Essentially, Akşener attempted to ease the pressure rooted in her being stuck between nationalist-conservative voters and secularist voters by leaving the opposition bloc. In the end, however, she was accused of treason and, in her own words, was “stoned like the devil.” Consequently, Akşener had to make peace with her second option in a lose-lose situation. In other words, she had to opt for a poor option as opposed to another poor option. Yet, the IP and its leader cannot relax just yet, as Kılıçdaroğlu will reach out to the Peoples’ Democratic Party (HDP) to ask for their endorsement.
Having published an 11-point position paper in September 2021, the HDP leadership demands “open negotiations and agreements” regarding its radical demands in the name of “democracy.” In the words of HDP's imprisoned former leader Selahattin Demirtaş, Kılıçdaroğlu must shake hands with HDP for “great changes and a democratic transformation” to take place in the republic’s second century. According to Akşener, the main opposition leader’s potential visit to the HDP headquarters is the CHP’s own business.
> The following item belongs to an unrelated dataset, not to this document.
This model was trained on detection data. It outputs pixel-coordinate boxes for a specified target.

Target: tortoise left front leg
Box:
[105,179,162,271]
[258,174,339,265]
She insists that the Nation Alliance will not deal with HDP or its demands. Nor can the next administration offer Cabinet seats to that party.
Yet Mithat Sancar, one of the HDP’s co-chairs, recently stated that Kılıçdaroğlu would be visiting their party in the name of the alliance that endorsed his candidacy. It seems that he wants to drive a hard bargain.
Indeed, Akşener’s remarks were somewhat incoherent. After all, there is no way that HDP would accept being excluded from the opposition bloc for “being an extension of (the terrorist organization) PKK” whilst endorsing the opposition candidate as it did in the 2019 municipal elections. In this sense, Kılıçdaroğlu will meet others in the name of whoever endorsed him.